When I first made this thread, I wasn’t sure what approach was best to take with what I wanted to do (use small windows to predict bigger windows, to then use as matching criteria), but now I think I have a better handle on it.
Rather, I had a better handle on it.
My work at the moment has been trying to build a big enough fluid.kdtree~
such that a tiny (256) analysis window could be matched to the nearest longer (4410) analysis window, to then combine those two together to find the nearest match, but faster.
I knew a classifier wasn’t what I was after as I was going to have hundreds/thousands of individual hits which may or may not repeat or may or may not be similar. I wanted to have a large pool of “most of the sounds I can make with my snare”.

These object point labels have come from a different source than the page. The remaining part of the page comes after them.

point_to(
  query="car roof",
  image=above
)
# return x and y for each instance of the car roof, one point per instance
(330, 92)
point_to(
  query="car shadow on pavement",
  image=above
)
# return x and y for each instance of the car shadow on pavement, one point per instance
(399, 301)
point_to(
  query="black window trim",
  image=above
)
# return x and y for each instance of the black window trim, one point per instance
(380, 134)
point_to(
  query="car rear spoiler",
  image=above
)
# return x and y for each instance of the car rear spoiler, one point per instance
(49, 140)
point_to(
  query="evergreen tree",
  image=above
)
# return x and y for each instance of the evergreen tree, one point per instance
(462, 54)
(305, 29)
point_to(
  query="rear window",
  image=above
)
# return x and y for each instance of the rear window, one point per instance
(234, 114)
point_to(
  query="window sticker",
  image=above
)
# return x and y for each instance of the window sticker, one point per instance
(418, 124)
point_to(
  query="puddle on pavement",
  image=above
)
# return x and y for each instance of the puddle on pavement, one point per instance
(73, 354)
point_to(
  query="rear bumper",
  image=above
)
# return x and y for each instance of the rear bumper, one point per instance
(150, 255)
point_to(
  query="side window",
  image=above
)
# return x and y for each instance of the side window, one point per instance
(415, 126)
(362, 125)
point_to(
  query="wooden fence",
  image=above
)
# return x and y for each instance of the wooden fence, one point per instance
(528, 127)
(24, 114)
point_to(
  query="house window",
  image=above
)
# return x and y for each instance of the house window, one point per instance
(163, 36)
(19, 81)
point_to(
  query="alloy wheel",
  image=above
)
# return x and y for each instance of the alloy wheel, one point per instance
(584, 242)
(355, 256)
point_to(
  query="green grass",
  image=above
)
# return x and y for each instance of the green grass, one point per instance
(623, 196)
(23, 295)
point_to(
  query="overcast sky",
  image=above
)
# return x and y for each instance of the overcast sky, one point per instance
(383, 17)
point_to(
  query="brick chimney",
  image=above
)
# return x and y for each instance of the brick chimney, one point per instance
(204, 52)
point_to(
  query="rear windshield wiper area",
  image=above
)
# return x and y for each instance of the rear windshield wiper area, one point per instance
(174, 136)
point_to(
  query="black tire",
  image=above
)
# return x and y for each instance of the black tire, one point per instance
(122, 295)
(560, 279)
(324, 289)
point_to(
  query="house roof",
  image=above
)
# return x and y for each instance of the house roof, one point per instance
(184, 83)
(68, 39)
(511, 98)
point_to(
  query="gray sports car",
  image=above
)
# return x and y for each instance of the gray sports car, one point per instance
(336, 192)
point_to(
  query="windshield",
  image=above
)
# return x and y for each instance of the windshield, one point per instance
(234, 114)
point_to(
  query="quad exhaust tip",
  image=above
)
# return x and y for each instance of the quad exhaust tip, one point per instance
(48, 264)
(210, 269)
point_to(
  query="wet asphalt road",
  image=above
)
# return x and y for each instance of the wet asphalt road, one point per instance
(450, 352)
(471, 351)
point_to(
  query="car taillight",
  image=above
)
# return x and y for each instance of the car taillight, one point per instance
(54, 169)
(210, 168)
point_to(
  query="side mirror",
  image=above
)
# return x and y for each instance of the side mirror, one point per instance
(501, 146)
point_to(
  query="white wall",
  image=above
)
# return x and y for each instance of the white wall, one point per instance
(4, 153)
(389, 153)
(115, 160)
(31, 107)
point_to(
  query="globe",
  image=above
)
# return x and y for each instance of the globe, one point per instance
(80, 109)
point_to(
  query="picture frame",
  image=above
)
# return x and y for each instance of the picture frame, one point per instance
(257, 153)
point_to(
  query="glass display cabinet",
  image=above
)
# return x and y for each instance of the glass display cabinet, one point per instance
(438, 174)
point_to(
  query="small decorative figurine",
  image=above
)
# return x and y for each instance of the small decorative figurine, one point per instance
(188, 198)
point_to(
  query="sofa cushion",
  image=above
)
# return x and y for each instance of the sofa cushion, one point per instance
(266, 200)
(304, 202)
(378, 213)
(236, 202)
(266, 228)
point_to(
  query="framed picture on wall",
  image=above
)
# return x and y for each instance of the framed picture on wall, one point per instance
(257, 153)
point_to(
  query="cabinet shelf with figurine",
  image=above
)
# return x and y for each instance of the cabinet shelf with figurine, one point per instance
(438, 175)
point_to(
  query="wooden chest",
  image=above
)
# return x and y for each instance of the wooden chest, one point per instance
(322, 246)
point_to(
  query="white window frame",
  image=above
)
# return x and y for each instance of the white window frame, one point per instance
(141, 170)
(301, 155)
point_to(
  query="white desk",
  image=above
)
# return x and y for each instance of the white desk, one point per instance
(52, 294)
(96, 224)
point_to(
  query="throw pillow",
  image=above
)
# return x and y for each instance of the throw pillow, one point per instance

At the last geekout, as @tremblap was explaining why my regressor wasn’t converging we ended up on a tangent (prompted by @tedmoore’s questions) which brought me back to thinking about using a regressor for this purpose.
So I’ve been thinking about this a bit, but I’m kind of confused as to what numbers I should have on each end.
So for the input, I want to have enough descriptors/stats to have a well defined and differentiated space, as the primary features. And at the output I would then want to have (potentially) musically meaningful descriptors/stats which would then be used to query a fluid.kdtree~
. In reality I would probably still want to take info from both since the 256 would be “real” and the 4410 would be “predicted” (with some error). So I can kind of wrap my head around this a bit. I guess there may be an asymmetry to things as the regressor (as far as I understand) doesn’t care about the types of data on each end. So I could potentially have a very small/tight set of descriptors/stats going in, and a much broader set of descriptors coming out.
So that asymmetry is a bit of a headfuck in terms of it being loads of variables to try/test with fragility at each possible test.
But where I have a more concrete question is about the nature of the numbers that will be interpolated. Say I have a descriptor space with loudness/pitch/centroid, and then interpolate between points. I would imagine it wouldn’t be perfect, but I could see a regressor “connecting the dots” in a way that’s probably useful and realistic. But if I have a bunch of MFCCs, or even worse, MFCCs/stats that have been UMAP’d, will the interpolation between these points potentially yield anything “real”? As in, if I have more abstract features on the output side of the regressor training, will that lead to useless data when interpolating between points?